The Sunday Edition for May 17, 2020
Listen to this week's episode with host Michael Enright:
A COVID-19 confinement chronicle: week nine — Michael's essay: "There is a parallel pandemic to COVID-19 across the country — a growing plague of violence against women trapped in homes with an abusive men."
Charles Taylor on what the pandemic has revealed about us and the path forward: Canada's most renowned philosopher has seen it all — he's lived through most of the major transformative events of the last century. And yet, he still describes himself as "hopelessly optimistic." Charles Taylor speaks with Michael Enright about some of the big questions the pandemic has raised about the future and the way we live now — and how he finds reasons for hope in the social solidarity Canadians have shown, and the potential for shaking off our old dogmas and routines.
A new appreciation for freedom and privilege: Day after day in lockdown can feel suffocating — or make a person feel like climbing the walls and fantasize about sneaking out for some now-illicit pleasures, like meeting a group of friends for a drink. But our COVID-19 incarceration inspired Vancouverite Tara McGuire to think about the abundant freedoms she's taken for granted that others have never enjoyed. Her essay is called "On Living in Captivity."
Music from balconies bridging communities: In mid-March, there was a big Orthodox Jewish wedding in a Montreal hotel. Within days it had led to an outbreak of COVID-19, and the community had become a coronavirus hotspot. This had the potential to further divide them from their neighbours. But then the traditionally insular Hasids began reaching out and some of their neighbours — including singer-songwriter Martha Wainwright — began reaching back. David Gutnick's documentary is called "At The Root of Everyone."
How the pandemic has laid bare food insecurity: A lot of things are hard to take for granted after two months of pandemic — and one of them is food: what we eat, where it comes from, and how we get it. It's also laid bare how intricate, interwoven and vulnerable to disruption and sudden change our food systems are. Gisèle Yasmeen, Executive Director of Food Secure Canada — a national alliance of organizations and individuals working to improve food security — discusses how the pandemic has revealed the weaknesses of our food systems, on both global and national levels.
A Winnipeg mom on life without the joys of baseball: Tracy Turner has always been passionate about softball. She played the game right through to her early 30s and now coaches her teenage daughter's team, while her teenage son is an ump for younger children. In a time of physical distancing, she's hopeful that softball players will be back on the diamond at some point this year, but she thinks they'll be playing a different kind of game.

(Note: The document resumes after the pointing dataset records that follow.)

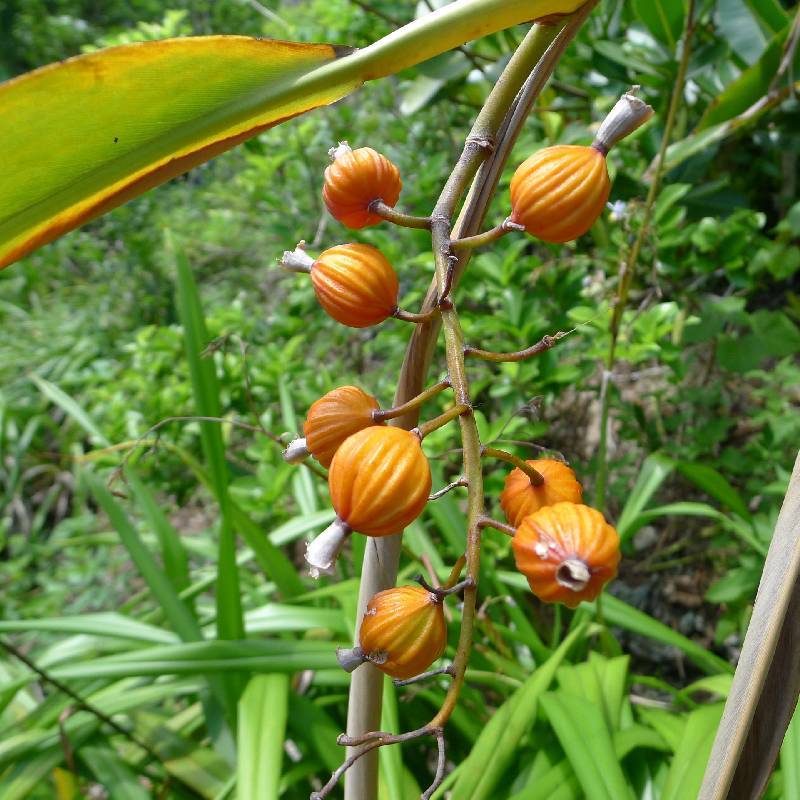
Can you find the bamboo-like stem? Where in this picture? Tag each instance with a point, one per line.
(382, 414)
(487, 237)
(544, 344)
(398, 217)
(538, 53)
(488, 522)
(536, 478)
(434, 424)
(629, 267)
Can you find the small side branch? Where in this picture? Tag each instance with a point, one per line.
(441, 593)
(417, 319)
(450, 486)
(546, 343)
(398, 217)
(381, 414)
(536, 478)
(434, 673)
(487, 237)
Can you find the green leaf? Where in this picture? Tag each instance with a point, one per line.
(71, 408)
(740, 29)
(205, 388)
(483, 771)
(748, 88)
(173, 553)
(176, 612)
(686, 771)
(263, 710)
(663, 18)
(113, 118)
(655, 470)
(203, 657)
(116, 777)
(790, 758)
(712, 482)
(106, 624)
(586, 739)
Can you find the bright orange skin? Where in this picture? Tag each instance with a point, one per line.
(403, 631)
(559, 192)
(354, 180)
(379, 480)
(553, 534)
(520, 498)
(355, 284)
(335, 416)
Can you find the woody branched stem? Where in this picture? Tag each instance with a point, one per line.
(485, 152)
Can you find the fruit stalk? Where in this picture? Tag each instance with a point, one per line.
(490, 142)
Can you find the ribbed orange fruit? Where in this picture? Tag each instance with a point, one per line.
(355, 284)
(379, 480)
(520, 497)
(403, 631)
(559, 192)
(335, 416)
(354, 180)
(567, 551)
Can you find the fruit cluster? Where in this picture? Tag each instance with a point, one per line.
(379, 476)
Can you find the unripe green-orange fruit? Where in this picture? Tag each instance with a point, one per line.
(559, 192)
(379, 480)
(567, 551)
(335, 416)
(355, 284)
(520, 497)
(403, 631)
(354, 180)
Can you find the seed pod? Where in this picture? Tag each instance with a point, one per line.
(354, 180)
(379, 482)
(355, 284)
(521, 497)
(568, 552)
(559, 192)
(403, 632)
(335, 416)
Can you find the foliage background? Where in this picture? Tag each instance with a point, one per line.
(703, 402)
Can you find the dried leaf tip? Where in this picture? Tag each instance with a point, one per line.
(296, 452)
(322, 552)
(341, 149)
(629, 113)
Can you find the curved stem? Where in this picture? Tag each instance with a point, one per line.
(487, 237)
(398, 217)
(382, 557)
(536, 478)
(417, 319)
(544, 344)
(382, 414)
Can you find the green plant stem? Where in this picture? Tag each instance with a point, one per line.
(544, 344)
(382, 414)
(434, 424)
(629, 267)
(381, 559)
(536, 478)
(398, 217)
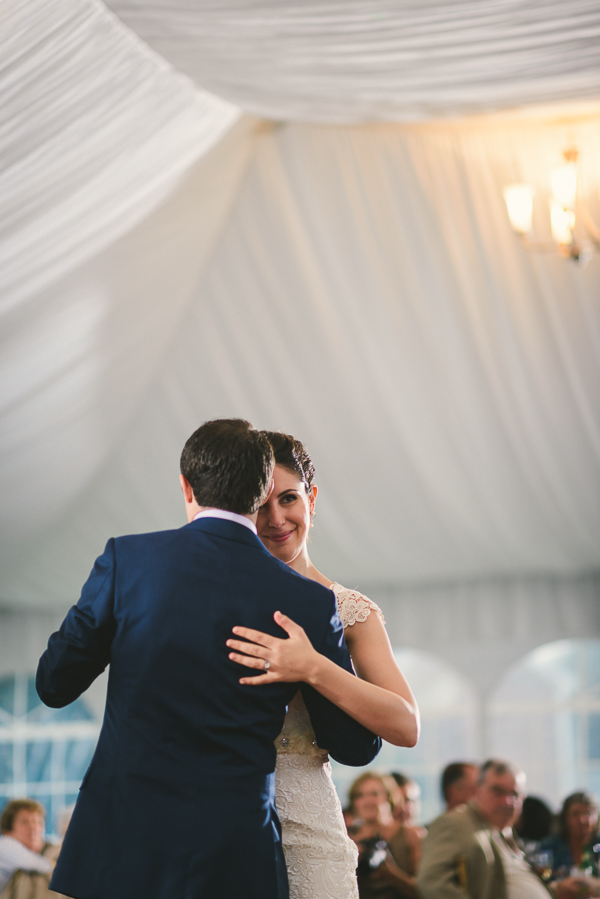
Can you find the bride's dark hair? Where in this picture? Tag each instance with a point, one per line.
(293, 455)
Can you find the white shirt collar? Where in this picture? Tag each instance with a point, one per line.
(228, 516)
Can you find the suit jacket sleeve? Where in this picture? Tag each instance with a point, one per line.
(80, 650)
(347, 741)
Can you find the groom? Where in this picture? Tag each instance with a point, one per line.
(178, 800)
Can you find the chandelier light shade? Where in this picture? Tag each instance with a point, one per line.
(567, 210)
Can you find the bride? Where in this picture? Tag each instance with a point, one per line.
(321, 859)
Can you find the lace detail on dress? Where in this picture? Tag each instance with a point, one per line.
(298, 735)
(354, 606)
(320, 857)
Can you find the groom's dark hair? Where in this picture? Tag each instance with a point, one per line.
(229, 465)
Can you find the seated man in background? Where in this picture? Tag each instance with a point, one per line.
(459, 783)
(471, 851)
(22, 840)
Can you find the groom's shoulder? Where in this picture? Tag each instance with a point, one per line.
(297, 583)
(146, 540)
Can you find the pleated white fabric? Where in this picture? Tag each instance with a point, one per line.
(95, 131)
(365, 293)
(351, 61)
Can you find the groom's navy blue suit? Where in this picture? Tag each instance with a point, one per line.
(178, 800)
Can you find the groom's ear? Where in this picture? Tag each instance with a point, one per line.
(188, 493)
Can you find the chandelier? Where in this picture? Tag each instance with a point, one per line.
(575, 236)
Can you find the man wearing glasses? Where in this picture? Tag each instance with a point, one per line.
(471, 853)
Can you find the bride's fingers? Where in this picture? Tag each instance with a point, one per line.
(248, 661)
(289, 626)
(265, 679)
(251, 649)
(254, 636)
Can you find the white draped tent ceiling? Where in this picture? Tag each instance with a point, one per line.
(293, 212)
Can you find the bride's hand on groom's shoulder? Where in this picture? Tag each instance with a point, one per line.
(288, 659)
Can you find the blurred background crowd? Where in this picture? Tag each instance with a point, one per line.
(492, 841)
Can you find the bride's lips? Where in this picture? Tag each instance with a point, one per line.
(280, 538)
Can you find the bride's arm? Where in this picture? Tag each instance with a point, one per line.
(379, 698)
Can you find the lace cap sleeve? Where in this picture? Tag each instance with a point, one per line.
(354, 606)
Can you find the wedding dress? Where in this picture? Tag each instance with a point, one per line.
(320, 857)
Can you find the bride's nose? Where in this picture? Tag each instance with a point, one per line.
(276, 516)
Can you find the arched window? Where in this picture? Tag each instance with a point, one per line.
(44, 752)
(448, 706)
(545, 715)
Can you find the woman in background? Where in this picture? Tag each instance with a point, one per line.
(389, 851)
(577, 843)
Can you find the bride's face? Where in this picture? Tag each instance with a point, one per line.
(284, 520)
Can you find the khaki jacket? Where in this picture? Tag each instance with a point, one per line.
(460, 859)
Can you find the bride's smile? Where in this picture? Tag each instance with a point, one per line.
(283, 521)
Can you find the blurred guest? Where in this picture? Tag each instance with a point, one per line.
(471, 851)
(458, 783)
(22, 839)
(409, 811)
(577, 843)
(535, 823)
(388, 850)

1-across and 2-down — the history and mysteries of the crossword puzzle: What do Bill Clinton, Jon Stewart, the Indigo Girls and Sir John Gielgud have in common with Michael Enright? They are all cruciverbalists — people who love wordplay and crossword puzzles. Michael speaks with Adrienne Raphel, the author of Thinking Inside the Box: Adventures with Crosswords and the Puzzling People Who Can't Live Without Them.
How Little Richard shook and rattled rock and roll: Little Richard, who died on May 9, 2020 at 87, was a chameleon and musical shapeshifter in his long, colourful life. When rock and roll was in its infancy, though, Little Richard was a supernova — magnetic, subversive and explosive. York University musicologist and Grammy Award-winning music writer Rob Bowman talks about the man, his music and the enormous impact he had on popular culture.